Ülkemiz birkaç gündür ‘Kent Uzlaşısı’ adı altında bölücü terör örgütü ile ortaklık kuran, yaptığı usulsüzlükleri ve yolsuzlukları ayyuka çıkan bir belediye başkanı ile onun cürüm ortaklarının demokrasi dışı arayışlarıyla meşgul edilmektedir.
Bu da yetmezmiş gibi CHP yönetimi; terör örgütleri ile iltisaklarına veyahut yolsuzlukla kazanılan para kulelerine dair kamuoyunun vicdanını rahatlatacak cevaplar vermek yerine sonu çıkmaz olan sokak davetleriyle uğraşmaktadır.
Adeta yavuz hırsız ev sahibini bastırmaktadır.
Unutulmamalıdır ki; Türkiye Cumhuriyeti bir hukuk devletidir.
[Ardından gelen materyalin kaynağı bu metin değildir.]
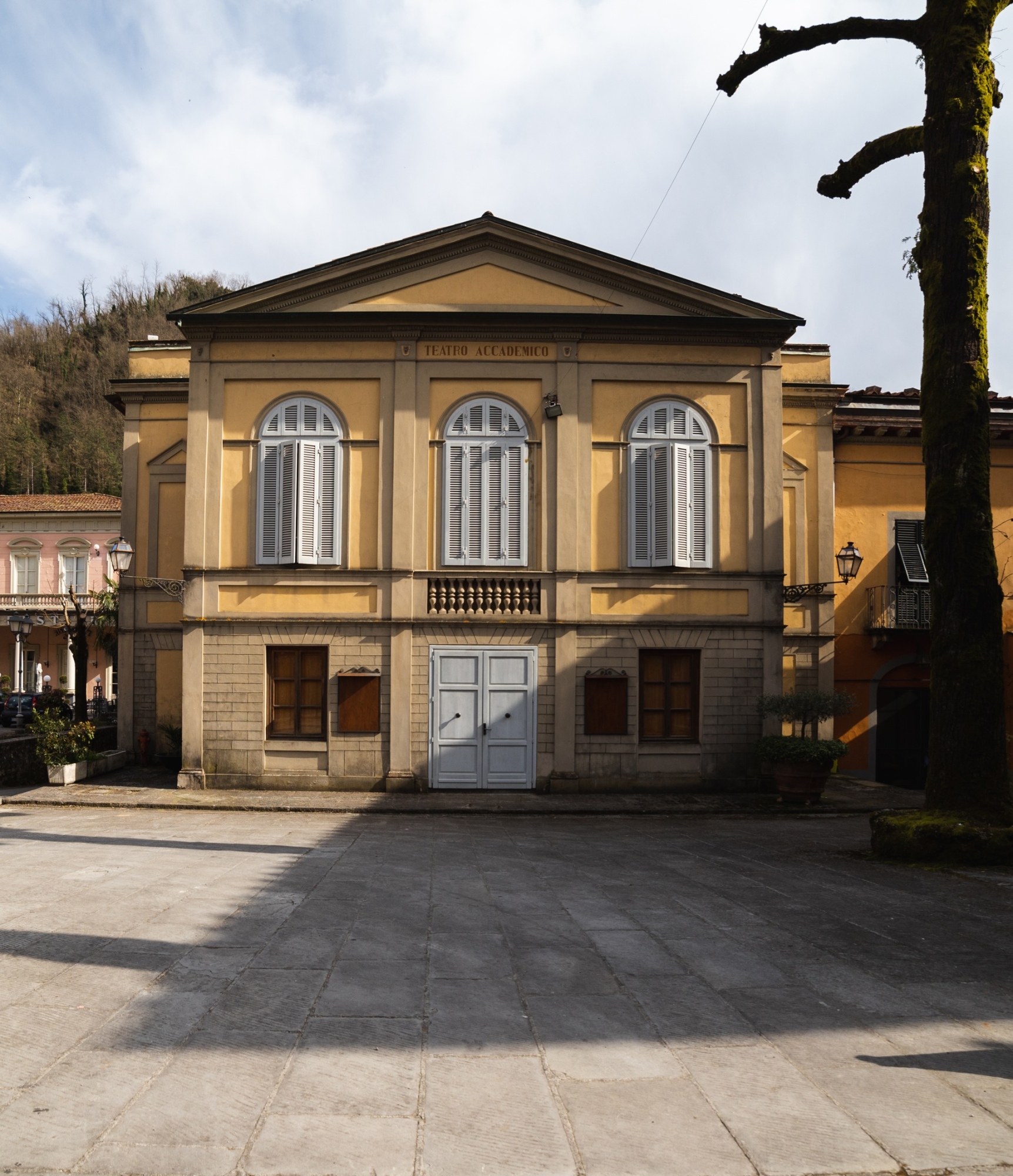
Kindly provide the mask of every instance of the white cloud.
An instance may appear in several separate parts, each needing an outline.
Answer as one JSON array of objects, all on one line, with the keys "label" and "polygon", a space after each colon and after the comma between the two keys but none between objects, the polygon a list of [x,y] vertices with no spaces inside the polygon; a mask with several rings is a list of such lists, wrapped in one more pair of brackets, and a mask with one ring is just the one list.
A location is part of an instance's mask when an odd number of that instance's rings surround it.
[{"label": "white cloud", "polygon": [[[915,0],[866,0],[914,15]],[[217,0],[186,9],[83,0],[51,22],[7,8],[0,98],[0,300],[45,305],[125,266],[263,280],[477,215],[629,254],[711,105],[759,0]],[[770,0],[789,27],[856,0]],[[754,40],[754,34],[753,34]],[[794,310],[833,346],[837,379],[903,387],[920,367],[920,294],[901,270],[920,165],[850,201],[820,173],[920,119],[903,44],[778,64],[722,95],[637,258]],[[1013,181],[1005,108],[993,196]],[[1013,250],[995,200],[997,329]]]}]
Türk milleti adına karar veren Türk yargısı tarafsız, bağımsız ve objektiftir.
Herkes uhulet ve suhulet içerisinde Türk yargısının vereceği kararı beklemeli ve çıkacak sonuca saygı duymalıdır.
Bunun aksine bugün CHP; kendi belediye başkanları hakkında gündeme gelen ciddi iddiaları görmezden gelmekte, siyasi hesaplarla hareket ederek milletin vicdanını yaralayan bir tutum sergilemektedir.
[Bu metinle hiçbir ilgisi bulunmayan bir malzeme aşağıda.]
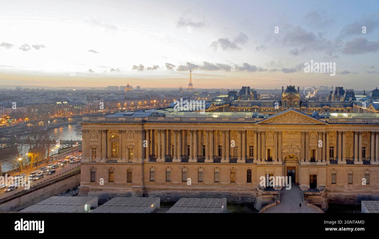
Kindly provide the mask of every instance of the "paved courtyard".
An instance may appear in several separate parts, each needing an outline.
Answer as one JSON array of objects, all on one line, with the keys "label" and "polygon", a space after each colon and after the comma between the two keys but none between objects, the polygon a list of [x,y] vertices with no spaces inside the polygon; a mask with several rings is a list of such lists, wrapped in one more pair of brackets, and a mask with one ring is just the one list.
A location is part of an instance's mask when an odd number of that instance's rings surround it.
[{"label": "paved courtyard", "polygon": [[[280,203],[263,212],[264,213],[318,213],[315,208],[303,204],[302,192],[298,186],[293,185],[291,190],[283,189],[280,191]],[[301,203],[301,207],[299,206]]]}]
Sayın Genel Başkanımızın ifadeleriyle “Hiç kimse dokunulamaz, ulaşılamaz, erişilemez ve hesap sorulamaz değildir.
Hukuk ile demokrasiyi, adalet ile sandığı, milli iradeyle mülkün temelini cepheleştirmek, hatta çatıştırmak için beşinci kol faaliyetine tevessül etmek yaygın şiddet olaylarına, yoğun istikrarsızlık tablosuna ve yıkıcı krizlere çağrıdır.”
Türkiye, şiddetten, şikâyetten, terörden ve belirsizlikten uzak; refah ve huzur içinde bir yüzyıla emin adımlarla ilerlerken, milli birlik ve beraberliğimizi hedef alan iç ve dış tehditlere karşı uyanık olmak, kararlılıkla mücadele etmek büyük bir tarihi sorumluluktur.
Bu anlamda milletimizi cepheleşmeye tetikleyen çağrılar karşısında sükunetlerini korumaya davet ediyorum.
Türk yargısına güvenimiz tamdır.
Mahkeme marifetince suç sabit görülene kadar masumiyet esastır.
Yargıya saygı duymadan çığırtkanlık ve sokak çağrısı yapanlar hezeyandadır, Gezi özlemi duyanlar ihanet içerisindedir.
Biz Türkiye’yi sokakta bulmadık, sokakta da kaybetmeyiz.
Sokak çağrıları boştur, milletimiz sağ duyuludur.
Usülsüzlüğün, yolsuzluğun, hırsızlığın ve ihanetin içerisine batmış CHP, 15 gün sonrasına olağanüstü kurultay kararı almıştır.
Bu kararla, bir önceki kurultayın usulsüzlüğünü zımnen de olsa kabul etmişlerdir.
Şimdi soruyorum; eğer gerçekten hiçbir usulsüzlük yapılmamış olsaydı, böyle bir olağanüstü kurultay kararı alınır mıydı?
CHP ve yandaşları önce parti içindeki usülsüzlükleri düzeltip kendilerini aklasınlar, ondan sonra açıklamalarda bulunsunlar.
Hadleri olmayan meselelere burunlarını sokup muhataplık algısı oluşturmaya çalışmasınlar.
Herkes bilsin ki; Liderimiz Devlet Bahçeli, siyaseten tutarlı ve ilkeli bir devlet adamıdır.
Muhattabı da asla ve asla CHP’nin Grup Başkanvekili değildir."